TBH, it always seemed like a way to force carrier locked phones to me.
Which makes it massively more difficult to switch.
IE vendor lock in.
Submitted 2 weeks ago by Longmactoppedup@aussie.zone to australia@aussie.zone
https://www.abc.net.au/news/2024-11-03/brand-new-phones-unable-to-make-calls-3g-shutdown/104541440
TBH, it always seemed like a way to force carrier locked phones to me.
Which makes it massively more difficult to switch.
IE vendor lock in.
All if the examples of blocking appear to be from Optus in the article. And anecdotally they seem to have been the most heavy handed with this. So while there might be further blocking over time on the other networks, I’d start by switching to the Vodafone or Telstra networks if you end up blocked by Optus.
I’m just waiting for my 12 month sim to expire so I can leave Optus simply because they hired Gladys Berejiklian.
This guy had a good take on it all
medium.com/…/australias-3g-shutdown-telcos-to-blo…
The end result is that basically if you want to get a handset you know will work, the average consumer’s only real choice is to buy from the network. At their prices. Funny how things work out.
You’d think it would be trivial task to check if an individual phone can make a VoLTE call, and simply put a flag on the account once it does.
I’m in America on Verizon and mine just randomly stopped working today and occasionally fucked up for hours. I have an s23u
I hesitant to say that this shouldn’t affect you. I’m sure that somehow, somewhere, Optus still managed to ruin your day. Hope it resolves SynopsisTant.
Telcos encouraging users to shift their voice to Whatsapp now…

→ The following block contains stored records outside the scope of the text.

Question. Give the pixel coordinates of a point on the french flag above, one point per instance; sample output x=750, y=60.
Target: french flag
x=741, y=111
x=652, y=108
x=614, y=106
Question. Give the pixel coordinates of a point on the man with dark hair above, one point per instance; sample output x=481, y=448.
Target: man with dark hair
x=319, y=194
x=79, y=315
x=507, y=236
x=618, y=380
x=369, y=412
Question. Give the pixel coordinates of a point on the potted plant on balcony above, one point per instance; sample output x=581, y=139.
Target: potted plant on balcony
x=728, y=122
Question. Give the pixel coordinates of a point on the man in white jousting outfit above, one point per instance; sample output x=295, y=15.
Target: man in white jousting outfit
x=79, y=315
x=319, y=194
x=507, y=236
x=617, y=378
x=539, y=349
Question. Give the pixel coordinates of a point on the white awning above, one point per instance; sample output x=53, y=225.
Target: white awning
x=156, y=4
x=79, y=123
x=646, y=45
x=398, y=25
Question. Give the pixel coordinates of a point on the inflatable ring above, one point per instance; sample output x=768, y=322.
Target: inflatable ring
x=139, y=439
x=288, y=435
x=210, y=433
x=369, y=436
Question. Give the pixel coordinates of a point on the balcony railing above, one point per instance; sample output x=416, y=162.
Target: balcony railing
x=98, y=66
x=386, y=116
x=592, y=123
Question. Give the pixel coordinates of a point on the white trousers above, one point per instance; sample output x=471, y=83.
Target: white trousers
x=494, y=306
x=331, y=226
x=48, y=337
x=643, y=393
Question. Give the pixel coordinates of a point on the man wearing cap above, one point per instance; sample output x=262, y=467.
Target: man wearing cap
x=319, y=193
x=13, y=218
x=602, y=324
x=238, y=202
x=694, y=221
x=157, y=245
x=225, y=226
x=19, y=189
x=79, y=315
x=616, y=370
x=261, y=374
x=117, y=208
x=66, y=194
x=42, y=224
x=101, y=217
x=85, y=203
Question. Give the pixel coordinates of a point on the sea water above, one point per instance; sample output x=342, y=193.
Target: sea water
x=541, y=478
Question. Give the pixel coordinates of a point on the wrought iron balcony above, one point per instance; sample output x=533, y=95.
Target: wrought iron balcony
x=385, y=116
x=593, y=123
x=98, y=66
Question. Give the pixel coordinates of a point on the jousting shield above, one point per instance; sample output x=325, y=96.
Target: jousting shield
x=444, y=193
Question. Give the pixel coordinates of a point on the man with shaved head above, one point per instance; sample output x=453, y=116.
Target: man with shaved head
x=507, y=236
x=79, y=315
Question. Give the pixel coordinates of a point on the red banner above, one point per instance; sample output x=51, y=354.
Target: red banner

Longmactoppedup@aussie.zone 2 weeks ago
Anyone know why this bullshit is being allowed by govt?
How did voice over LTE end up needing carrier software approval on top of having the right hardware?
Is this telcos writing legislation for yet another ignorant communications minister?
All I see is limited consumer choice, generation of completely unnecessary e-waste and a giant “fuck off” sign to international tourists.
No1@aussie.zone 2 weeks ago
But the telcos give big donations!
Nath@aussie.zone 2 weeks ago
It’s pretty similar to the analogue tv signal shutdown in 2010. The difference though was you could buy a digital tuner and plug it into your tv and keep using it.
3G is taking up a lot of spectrum space and they need to free it up for future data technology. It is also used by a very small (and shrinking) percentage of people, while costing too much to maintain.
It has to die. Telcos gave more than a year’s warning. Then an extended grace period. I don’t really know how they could have done this without annoying some people.
While I move in a bubble of nerds who tend to have decent gear, I don’t actually know anyone affected by this shutdown first-hand.
vividspecter@lemm.ee 2 weeks ago
They gave minimal warning about the emergency calling issue, and only a few weeks warning on the fact that “non-compliant” devices would be outright blocked (and each network has their own method on deciding on what is or isn’t compliant).
And even the requirement for VoLTE support wasn’t communicated early on.
Nevertheless, I agree that 3g needs to go just that it’s been characterised by poor communication and heavy handedness.
Jumuta@sh.itjust.works 2 weeks ago
there’s a few people I know that’s been affected btw
i get that there’s a need for 3g to be shut down but there’s no need to ban phones with 4g data capability that can’t call without 3g (lacking voip implementation), the telcos could’ve just provided an app to do it because voip is just a protocol over ip
it’s pretty fucking obvious that the telcos bribed the government into forcing them to block these devices because they get more money that way, they don’t have to pay for the ewaste they artificially create and they don’t look bad because they can just say that they’re ‘forced by legislation’ to do so
Salvo@aussie.zone 2 weeks ago
But that Spectrum being used for 3G is beneficial. Not just for support of older devices but also increased, redundant coverage.
This purely Corporate Welfare legislation, which is going to backfire on the corporations when they realise they have to build more infrastructure to provide the same coverage.
It is going to be detrimental to product consumers because they won’t have the same amount of coverage. Also, the higher bandwidth of 5G is going to increase backhaul requirements which mean that the person calling 000 using VoLTE will need to compete with the person steaming 4K Netflix while playing CoD.
The only winners in the long-term will be the advertisers and data miners, who somehow manage to bloat a 4kB website to 40mB.
th3dogcow@lemmy.world 2 weeks ago
That’s what I’m wondering about. Will data only tourist sim/esim work as usual, or will “incompatible” 4G devices be blocked in this situation, too?
One would think that tourist sims would work because they are data only, but who knows?!